Hobbes’s emphatic concentration of man’s nature in the desire for power liberated the world of ideas from every natural and ontological bond.” Locke is a continuation of this gulf between ideas and reality. He elaborates moral notions as obeying rules that are governed merely by convenience for the sake of social communication. For Locke, the rules for constituting the human world are fully analogous to the rules for fabricating a table or a chair. Chairs have to be fitted enough to the nature of the man so that they can be comfortable or convenient. However, in the case of Locke’s conception of moral notions, what is fabricated is the constitution itself of the human world. Hence, the convenience of human nature cannot determine this in the same way. Locke rigorously preserves the formalism of “conveniency” against a resort to human nature. Conveniency maintains an equivocation between the universal and the particular and it is a rule without foundation or reference point, able to vary indefinitely.

6

Locke’s analysis of the constitution of the human world is so amorphous that it seems to preclude the establishment of a political philosophy. Moral notions are interpreted as arbitrary constructs regulated by conveniency, whatever way it is understood. However, Locke avers that a political theory as rigorous and demonstrable as mathematics is possible. If man is unknown as a substance, he is known to us by his powers and his relations. In fact, in developing political philosophy, Locke ends up presupposing the nature of man and his substance, avoiding making it the object of investigation. Unfortunately, or inevitably, Locke does not move beyond his general affirmation of the possibility of constructing demonstrative moral doctrine. Locke formulated the requirement of a rigorous moral and political doctrine while at the same time emphatically rejecting inquiry into the nature or substance of man. If he was mistaken, then our regime of modern democracy is devoid of a sure foundation since it was built on his formulation.

7

Locke erected the lofty structure of the liberal and democratic state on the puny base of the solitary animal in search of food.. The only teaching of nature that he does not leave open to question is the injunction of animal necessity, for survival. Locke uses a term, labor, which is proper only to man to designate an activity within reach of and characteristic of an animal because he sees in human consumption the first expression of human rapport to nature. He presupposes man in his quest for the foundations of human right.
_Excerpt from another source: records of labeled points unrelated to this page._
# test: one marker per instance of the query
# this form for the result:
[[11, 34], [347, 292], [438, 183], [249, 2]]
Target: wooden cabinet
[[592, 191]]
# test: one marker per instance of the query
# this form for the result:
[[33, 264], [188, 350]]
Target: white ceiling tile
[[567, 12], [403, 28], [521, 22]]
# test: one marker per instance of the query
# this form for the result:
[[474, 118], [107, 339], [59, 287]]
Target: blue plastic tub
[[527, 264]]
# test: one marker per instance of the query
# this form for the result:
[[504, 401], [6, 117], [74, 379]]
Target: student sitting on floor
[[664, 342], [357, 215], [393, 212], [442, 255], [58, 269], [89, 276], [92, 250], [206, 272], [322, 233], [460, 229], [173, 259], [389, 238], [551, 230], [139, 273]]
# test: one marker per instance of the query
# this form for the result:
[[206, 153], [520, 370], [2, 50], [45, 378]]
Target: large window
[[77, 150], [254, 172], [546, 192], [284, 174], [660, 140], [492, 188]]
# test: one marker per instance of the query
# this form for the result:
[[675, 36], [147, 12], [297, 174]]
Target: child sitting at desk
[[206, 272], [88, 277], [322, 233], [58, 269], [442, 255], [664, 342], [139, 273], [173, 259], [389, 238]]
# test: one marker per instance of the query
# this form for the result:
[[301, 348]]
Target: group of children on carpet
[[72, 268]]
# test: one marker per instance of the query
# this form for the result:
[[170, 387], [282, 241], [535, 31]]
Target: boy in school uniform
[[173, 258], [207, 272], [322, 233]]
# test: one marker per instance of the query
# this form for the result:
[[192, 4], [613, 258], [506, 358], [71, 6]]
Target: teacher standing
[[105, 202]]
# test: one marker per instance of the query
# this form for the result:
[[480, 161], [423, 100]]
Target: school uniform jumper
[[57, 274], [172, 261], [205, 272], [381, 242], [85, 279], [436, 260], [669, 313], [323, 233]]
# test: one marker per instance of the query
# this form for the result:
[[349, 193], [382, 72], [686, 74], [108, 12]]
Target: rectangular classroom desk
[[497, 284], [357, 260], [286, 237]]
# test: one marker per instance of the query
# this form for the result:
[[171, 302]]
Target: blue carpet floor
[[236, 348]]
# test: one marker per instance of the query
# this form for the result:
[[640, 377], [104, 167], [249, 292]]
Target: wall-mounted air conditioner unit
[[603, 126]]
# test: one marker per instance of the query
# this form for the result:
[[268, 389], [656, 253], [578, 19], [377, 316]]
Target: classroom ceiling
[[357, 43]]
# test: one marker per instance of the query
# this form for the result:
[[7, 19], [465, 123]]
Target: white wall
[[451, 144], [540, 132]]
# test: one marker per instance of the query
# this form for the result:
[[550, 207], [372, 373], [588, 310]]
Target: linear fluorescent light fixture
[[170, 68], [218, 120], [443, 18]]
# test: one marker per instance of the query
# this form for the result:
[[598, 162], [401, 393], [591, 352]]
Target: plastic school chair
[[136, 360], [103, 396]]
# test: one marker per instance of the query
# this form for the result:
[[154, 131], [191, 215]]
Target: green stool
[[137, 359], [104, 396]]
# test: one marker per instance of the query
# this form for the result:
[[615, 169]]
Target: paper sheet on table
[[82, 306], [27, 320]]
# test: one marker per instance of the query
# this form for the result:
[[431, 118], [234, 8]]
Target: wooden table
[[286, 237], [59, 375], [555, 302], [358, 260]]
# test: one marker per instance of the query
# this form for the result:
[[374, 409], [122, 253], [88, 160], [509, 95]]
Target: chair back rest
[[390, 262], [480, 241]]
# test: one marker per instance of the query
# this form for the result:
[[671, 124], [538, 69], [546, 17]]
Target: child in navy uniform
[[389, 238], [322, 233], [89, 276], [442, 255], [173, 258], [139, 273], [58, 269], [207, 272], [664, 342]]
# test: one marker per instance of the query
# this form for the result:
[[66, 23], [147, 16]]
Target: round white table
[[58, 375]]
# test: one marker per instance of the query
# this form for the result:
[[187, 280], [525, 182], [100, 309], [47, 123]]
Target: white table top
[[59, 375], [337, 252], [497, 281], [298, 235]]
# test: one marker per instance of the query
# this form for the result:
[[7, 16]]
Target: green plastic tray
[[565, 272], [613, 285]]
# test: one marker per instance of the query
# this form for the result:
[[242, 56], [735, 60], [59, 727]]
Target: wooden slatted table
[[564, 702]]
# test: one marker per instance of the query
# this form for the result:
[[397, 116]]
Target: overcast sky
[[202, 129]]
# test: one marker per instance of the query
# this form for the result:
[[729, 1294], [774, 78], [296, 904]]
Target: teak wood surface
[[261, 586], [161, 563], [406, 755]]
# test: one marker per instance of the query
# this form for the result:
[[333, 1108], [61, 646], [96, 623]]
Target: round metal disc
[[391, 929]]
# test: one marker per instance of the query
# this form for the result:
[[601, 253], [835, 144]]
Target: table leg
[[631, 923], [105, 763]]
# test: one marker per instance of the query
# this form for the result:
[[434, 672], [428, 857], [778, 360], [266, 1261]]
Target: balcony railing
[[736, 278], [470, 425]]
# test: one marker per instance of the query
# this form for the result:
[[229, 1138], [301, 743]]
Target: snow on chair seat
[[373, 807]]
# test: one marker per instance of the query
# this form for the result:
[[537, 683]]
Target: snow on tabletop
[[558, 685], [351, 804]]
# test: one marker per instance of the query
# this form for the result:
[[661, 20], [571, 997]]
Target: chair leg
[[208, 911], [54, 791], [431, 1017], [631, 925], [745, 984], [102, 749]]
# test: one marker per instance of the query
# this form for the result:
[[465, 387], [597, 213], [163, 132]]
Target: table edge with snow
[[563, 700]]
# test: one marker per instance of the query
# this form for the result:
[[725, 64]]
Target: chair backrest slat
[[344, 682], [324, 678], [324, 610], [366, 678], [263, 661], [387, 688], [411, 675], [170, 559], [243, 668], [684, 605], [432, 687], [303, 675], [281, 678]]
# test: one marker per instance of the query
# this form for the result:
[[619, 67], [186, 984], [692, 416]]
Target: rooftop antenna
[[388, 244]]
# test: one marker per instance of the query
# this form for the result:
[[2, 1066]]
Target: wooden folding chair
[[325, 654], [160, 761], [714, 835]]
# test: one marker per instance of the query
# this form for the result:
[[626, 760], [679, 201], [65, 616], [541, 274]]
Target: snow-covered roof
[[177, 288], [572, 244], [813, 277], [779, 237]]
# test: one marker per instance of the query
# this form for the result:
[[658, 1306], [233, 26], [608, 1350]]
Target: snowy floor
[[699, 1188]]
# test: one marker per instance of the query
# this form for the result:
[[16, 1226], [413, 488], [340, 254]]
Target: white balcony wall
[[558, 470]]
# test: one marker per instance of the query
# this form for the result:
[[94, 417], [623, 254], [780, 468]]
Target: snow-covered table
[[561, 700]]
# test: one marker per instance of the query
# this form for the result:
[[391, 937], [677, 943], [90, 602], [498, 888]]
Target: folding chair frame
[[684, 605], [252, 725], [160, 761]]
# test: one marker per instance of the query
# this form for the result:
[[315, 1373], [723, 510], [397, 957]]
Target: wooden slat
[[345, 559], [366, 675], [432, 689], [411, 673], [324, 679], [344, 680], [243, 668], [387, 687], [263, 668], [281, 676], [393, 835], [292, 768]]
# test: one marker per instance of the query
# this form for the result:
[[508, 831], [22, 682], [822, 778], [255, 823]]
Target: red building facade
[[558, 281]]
According to Locke, the human individual has in himself the necessary and sufficient foundation of property, and from that starting point, of law in its entirety. Law is said to not have its primary source in the conditions and consequences of the common life but in the isolated individual’s rapport with nature and with himself. Law according to Locke’s conception of it can only be founded on individual animality in its solitary rapport with external nature and with itself. However, if his reasoning is correct, the animals who exist also as biological individualities would also know about property and law and hence, political order.